本当は、すぐにでも彼女のところに行ってどうしたって涙を拭って抱きしめてあげたかった。けど。
「なに、修一ってば愛しの彼女の泣き顔見て“やべー今すぐ押し倒してー。俺の手でもっと泣かしてやりてー”とか思ったわけだ。それでこれ以上いたらヤバいからって戻って来たんだね」
「黙れこのドS女たらしが」
ひとり納得しているヒロに無言で睨みを利かす。こいつには効果ないってわかってるけど。
「否定しないんだ?」
案の定こいつはどこ吹く風でニヤニヤ心底楽しそうに言いやがる。マジでムカつく。
「お前と一緒にするな」
俺は好きな子には笑っててほしいんだ。彼女の泣き顔を見て胸が痛かった。胸が痛いとか、ヒロの女々しい発言を肯定するようで癪だけど。
「で、彼女、なんで泣いてたの」
「知るかよ。でも……俺のせいかも」
ヒロがどういうことだと目だけで先を促してくる。投げやりなようで、こいつはちゃんと話聞いてくれるんだよな。けどさ、俺だってショックが抜け切れてないのにそれをひとに話すって結構酷なんだよ。

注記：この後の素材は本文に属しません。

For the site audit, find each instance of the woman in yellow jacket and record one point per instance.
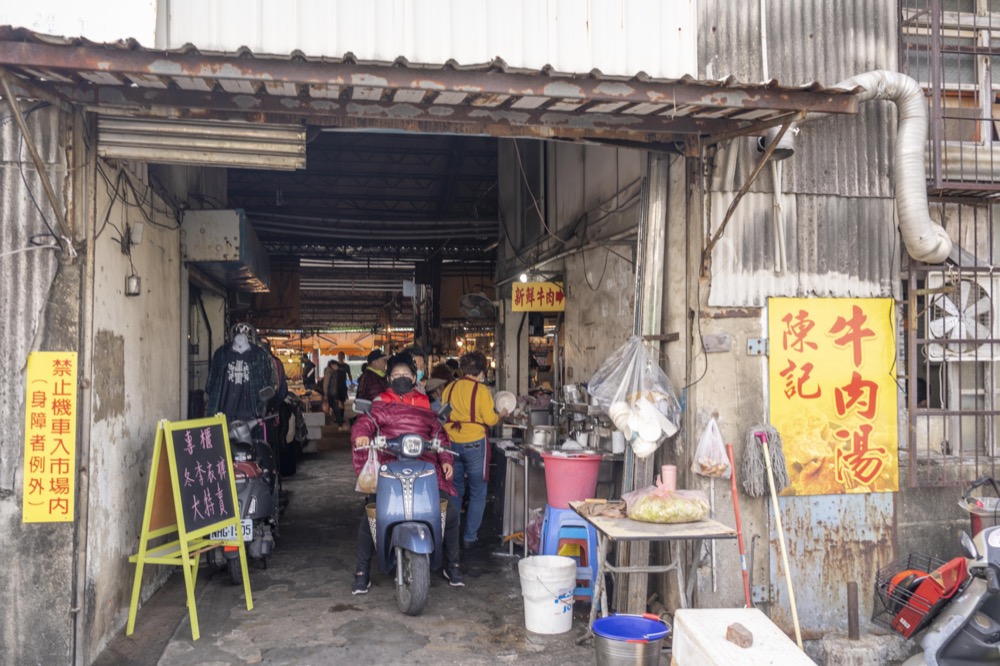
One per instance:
(472, 415)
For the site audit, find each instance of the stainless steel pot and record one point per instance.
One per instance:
(542, 436)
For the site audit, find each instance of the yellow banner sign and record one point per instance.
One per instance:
(537, 297)
(50, 438)
(833, 393)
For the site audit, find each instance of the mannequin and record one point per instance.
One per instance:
(239, 370)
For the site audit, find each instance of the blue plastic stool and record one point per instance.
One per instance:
(560, 525)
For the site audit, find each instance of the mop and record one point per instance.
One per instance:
(755, 475)
(754, 471)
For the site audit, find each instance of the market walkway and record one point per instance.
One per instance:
(304, 612)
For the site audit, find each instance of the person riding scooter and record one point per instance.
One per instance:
(403, 410)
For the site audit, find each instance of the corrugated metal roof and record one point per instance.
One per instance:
(835, 246)
(617, 38)
(28, 275)
(491, 98)
(846, 156)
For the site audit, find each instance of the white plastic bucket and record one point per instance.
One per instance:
(547, 584)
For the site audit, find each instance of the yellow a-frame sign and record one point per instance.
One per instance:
(193, 496)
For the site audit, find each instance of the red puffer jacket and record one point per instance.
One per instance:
(395, 419)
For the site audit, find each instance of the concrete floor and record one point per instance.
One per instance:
(305, 614)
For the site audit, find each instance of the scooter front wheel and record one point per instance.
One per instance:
(415, 570)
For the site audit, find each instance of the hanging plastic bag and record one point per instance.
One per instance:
(657, 504)
(637, 396)
(368, 478)
(710, 457)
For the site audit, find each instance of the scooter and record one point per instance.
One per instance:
(955, 604)
(257, 490)
(408, 525)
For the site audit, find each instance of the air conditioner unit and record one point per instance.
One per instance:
(961, 317)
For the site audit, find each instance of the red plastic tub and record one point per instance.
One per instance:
(570, 476)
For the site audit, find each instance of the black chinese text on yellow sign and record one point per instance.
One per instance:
(192, 496)
(49, 438)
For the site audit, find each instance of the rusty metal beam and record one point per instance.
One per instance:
(43, 174)
(500, 121)
(115, 61)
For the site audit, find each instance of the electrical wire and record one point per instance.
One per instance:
(51, 246)
(24, 179)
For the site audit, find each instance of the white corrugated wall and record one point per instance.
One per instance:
(840, 229)
(618, 38)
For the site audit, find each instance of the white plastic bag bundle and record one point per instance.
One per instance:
(710, 457)
(637, 396)
(368, 478)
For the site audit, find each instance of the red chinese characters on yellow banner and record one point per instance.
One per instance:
(537, 297)
(50, 438)
(833, 393)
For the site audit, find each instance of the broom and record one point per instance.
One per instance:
(754, 470)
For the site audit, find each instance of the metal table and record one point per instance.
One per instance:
(624, 529)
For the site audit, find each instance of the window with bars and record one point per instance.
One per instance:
(952, 321)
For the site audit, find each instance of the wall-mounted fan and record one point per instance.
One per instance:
(961, 315)
(477, 306)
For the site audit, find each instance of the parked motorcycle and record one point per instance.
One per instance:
(955, 604)
(408, 521)
(257, 492)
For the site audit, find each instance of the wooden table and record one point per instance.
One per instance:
(625, 529)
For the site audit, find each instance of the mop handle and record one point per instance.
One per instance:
(781, 537)
(739, 526)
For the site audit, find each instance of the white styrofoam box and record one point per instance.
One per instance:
(700, 639)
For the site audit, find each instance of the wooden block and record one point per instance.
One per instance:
(697, 633)
(740, 635)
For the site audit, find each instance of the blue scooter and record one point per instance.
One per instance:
(409, 523)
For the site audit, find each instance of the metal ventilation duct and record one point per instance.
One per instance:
(202, 142)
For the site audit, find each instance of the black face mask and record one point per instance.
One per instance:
(401, 385)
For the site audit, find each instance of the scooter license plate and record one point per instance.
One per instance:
(229, 533)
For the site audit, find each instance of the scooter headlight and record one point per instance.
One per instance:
(412, 445)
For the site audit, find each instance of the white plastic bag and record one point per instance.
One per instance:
(710, 457)
(368, 478)
(637, 396)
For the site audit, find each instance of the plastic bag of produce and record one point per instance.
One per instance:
(710, 458)
(656, 504)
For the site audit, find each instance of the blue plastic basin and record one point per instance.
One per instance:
(630, 628)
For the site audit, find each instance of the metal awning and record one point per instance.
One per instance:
(125, 78)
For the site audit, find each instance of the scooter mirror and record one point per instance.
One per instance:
(968, 547)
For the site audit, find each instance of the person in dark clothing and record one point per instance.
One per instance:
(342, 378)
(237, 374)
(308, 373)
(373, 382)
(400, 409)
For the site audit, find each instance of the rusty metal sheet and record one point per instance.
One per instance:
(832, 540)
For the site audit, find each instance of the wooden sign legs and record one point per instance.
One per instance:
(164, 516)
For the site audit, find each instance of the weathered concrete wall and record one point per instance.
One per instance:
(39, 311)
(594, 192)
(136, 382)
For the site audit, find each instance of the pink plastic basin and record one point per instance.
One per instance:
(570, 477)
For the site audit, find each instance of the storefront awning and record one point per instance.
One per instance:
(127, 79)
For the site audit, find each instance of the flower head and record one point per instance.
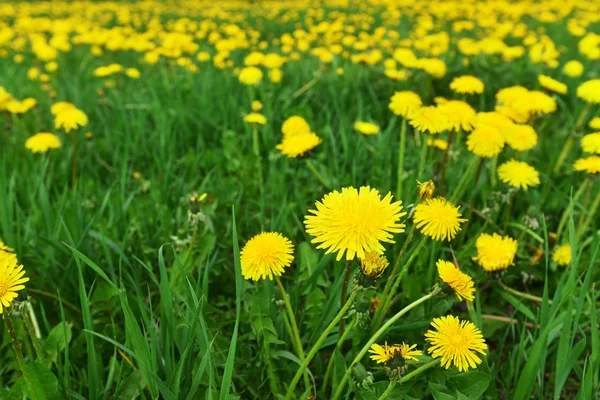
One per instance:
(438, 218)
(354, 222)
(265, 255)
(250, 76)
(486, 141)
(366, 128)
(42, 142)
(495, 252)
(562, 255)
(591, 143)
(11, 278)
(385, 353)
(589, 91)
(461, 283)
(456, 342)
(590, 164)
(297, 145)
(70, 118)
(255, 118)
(518, 174)
(552, 84)
(295, 125)
(404, 103)
(430, 119)
(467, 84)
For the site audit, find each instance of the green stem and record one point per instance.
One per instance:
(18, 352)
(294, 325)
(337, 347)
(316, 173)
(317, 345)
(522, 295)
(376, 336)
(402, 145)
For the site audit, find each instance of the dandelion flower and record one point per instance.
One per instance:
(70, 118)
(467, 84)
(295, 125)
(591, 143)
(461, 283)
(573, 68)
(521, 137)
(297, 145)
(373, 264)
(42, 142)
(11, 279)
(385, 353)
(562, 255)
(255, 118)
(265, 255)
(552, 84)
(456, 342)
(591, 164)
(404, 103)
(354, 222)
(250, 76)
(589, 91)
(518, 174)
(486, 141)
(429, 119)
(495, 252)
(366, 128)
(438, 218)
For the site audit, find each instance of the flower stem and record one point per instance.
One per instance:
(401, 147)
(522, 295)
(376, 336)
(18, 352)
(317, 345)
(294, 325)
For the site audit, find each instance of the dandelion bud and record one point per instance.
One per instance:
(425, 190)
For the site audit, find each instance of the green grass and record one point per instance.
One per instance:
(132, 301)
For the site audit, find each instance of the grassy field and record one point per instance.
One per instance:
(166, 152)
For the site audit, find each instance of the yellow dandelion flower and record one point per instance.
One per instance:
(11, 279)
(552, 84)
(265, 255)
(562, 255)
(594, 123)
(373, 264)
(297, 145)
(255, 118)
(495, 252)
(521, 137)
(589, 91)
(591, 143)
(295, 125)
(70, 118)
(486, 141)
(518, 174)
(354, 222)
(366, 128)
(573, 68)
(404, 103)
(461, 283)
(42, 142)
(385, 353)
(591, 164)
(250, 76)
(467, 84)
(430, 119)
(456, 342)
(438, 218)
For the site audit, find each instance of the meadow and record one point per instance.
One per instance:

俺の心中を知らないヒロは早く言えといわんばかりににっこりと笑う。いや、黒いから。
「……聞こえたんだよ、彼女が泣きながら友達に話してるのが。はっきりとは聞き取れなかったけど、何度か俺の名前が出てきてた」
「なるほど。彼女が涙ぐみながら自分の名前を呼ぶ声に不覚にも欲じょ」
「だから黙れ」
ほんっとにこいつは!
だけど、彼女が泣いたのは、本当に俺のせいかもしれない。
少なくとも俺が関係してることは確かなわけで。